The Bar Council of India on Monday told a three-member bench of the Supreme Court headed by Justice B N Aggarwal that it has decided to let advocates advertise on the internet.
The bench was hearing a petition filed by an advocate, V B Joshi, challenging Rule 36, Section IV of the BCI rules which prohibits the legal fraternity from advertising their services.
Bringing an amendment to the said rule, the BCI resolved that advocates could furnish the information on their chosen website. The amendment allows advocates to mention in their chosen websites their names, telephone numbers, e-mail IDs and professional and educational qualifications. Justice S H Kapadia, who was part of the bench perusing the amended notification, suggested that advocates may also state their areas of specialisation and years of experience.

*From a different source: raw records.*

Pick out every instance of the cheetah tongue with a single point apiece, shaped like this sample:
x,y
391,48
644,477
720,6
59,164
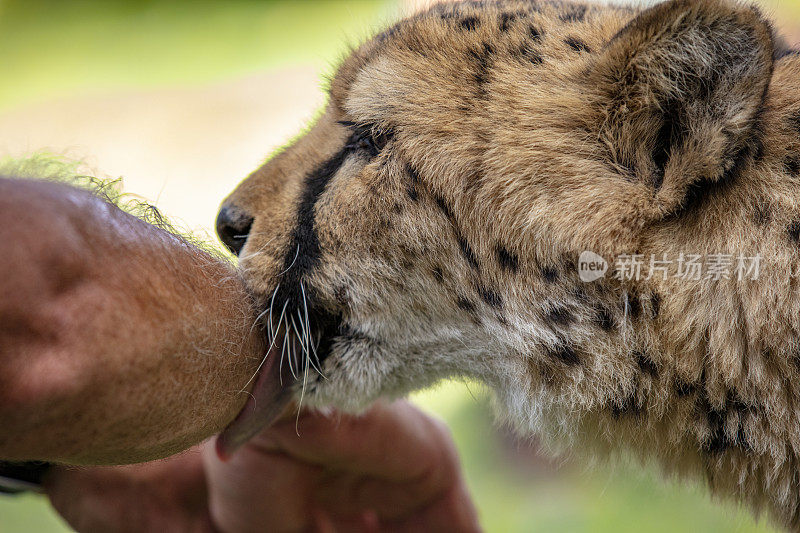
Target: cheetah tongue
x,y
267,401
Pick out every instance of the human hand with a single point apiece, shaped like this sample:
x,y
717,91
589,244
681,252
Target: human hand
x,y
392,469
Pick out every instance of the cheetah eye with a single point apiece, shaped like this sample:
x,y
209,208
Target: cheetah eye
x,y
366,138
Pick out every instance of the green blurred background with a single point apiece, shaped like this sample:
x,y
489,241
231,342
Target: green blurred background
x,y
182,99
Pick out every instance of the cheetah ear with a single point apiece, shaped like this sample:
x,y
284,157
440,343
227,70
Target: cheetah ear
x,y
681,89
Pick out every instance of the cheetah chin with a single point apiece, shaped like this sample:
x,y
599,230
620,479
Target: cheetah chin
x,y
593,209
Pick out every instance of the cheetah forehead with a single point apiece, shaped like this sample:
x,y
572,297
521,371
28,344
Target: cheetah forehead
x,y
438,59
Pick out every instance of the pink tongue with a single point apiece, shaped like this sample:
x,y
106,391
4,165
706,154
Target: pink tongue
x,y
268,400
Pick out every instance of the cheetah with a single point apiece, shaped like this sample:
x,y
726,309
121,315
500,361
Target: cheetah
x,y
476,160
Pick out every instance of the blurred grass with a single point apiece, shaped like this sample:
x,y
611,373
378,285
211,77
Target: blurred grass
x,y
52,49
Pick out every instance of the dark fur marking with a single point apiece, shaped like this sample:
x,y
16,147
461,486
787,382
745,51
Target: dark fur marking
x,y
668,136
717,419
655,305
550,274
506,19
413,182
634,306
340,294
605,320
303,252
794,121
762,214
469,23
629,406
438,274
507,260
528,53
580,294
575,14
794,231
465,304
483,64
489,296
577,44
683,389
791,165
560,316
646,364
565,354
780,54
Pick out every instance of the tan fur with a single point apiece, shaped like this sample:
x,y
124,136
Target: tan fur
x,y
453,250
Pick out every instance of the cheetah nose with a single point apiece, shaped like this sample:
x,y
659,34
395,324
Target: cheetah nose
x,y
233,227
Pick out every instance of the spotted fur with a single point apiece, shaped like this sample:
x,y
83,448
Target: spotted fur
x,y
523,133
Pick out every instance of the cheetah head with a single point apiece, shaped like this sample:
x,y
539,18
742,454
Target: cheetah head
x,y
430,223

The BCI had earlier contended that the legal profession was not a trade and hence, advocates could not be permitted to advertise their services.
However, the BCI submitted that such advertisements can be issued only within the parameters fixed by it under the amended regulations and any breach of the same would invite disciplinary action and would constitute professional misconduct.
The regulatory body had earlier taken the view that unlike western countries where lawyers were permitted to advertise their services, the same cannot be permitted in India as it “cherished different ethos, social values and ethical norms.”
Perusing it, the court directed the petitioner to file his response to the amended rule of the BCI and adjourned the matter.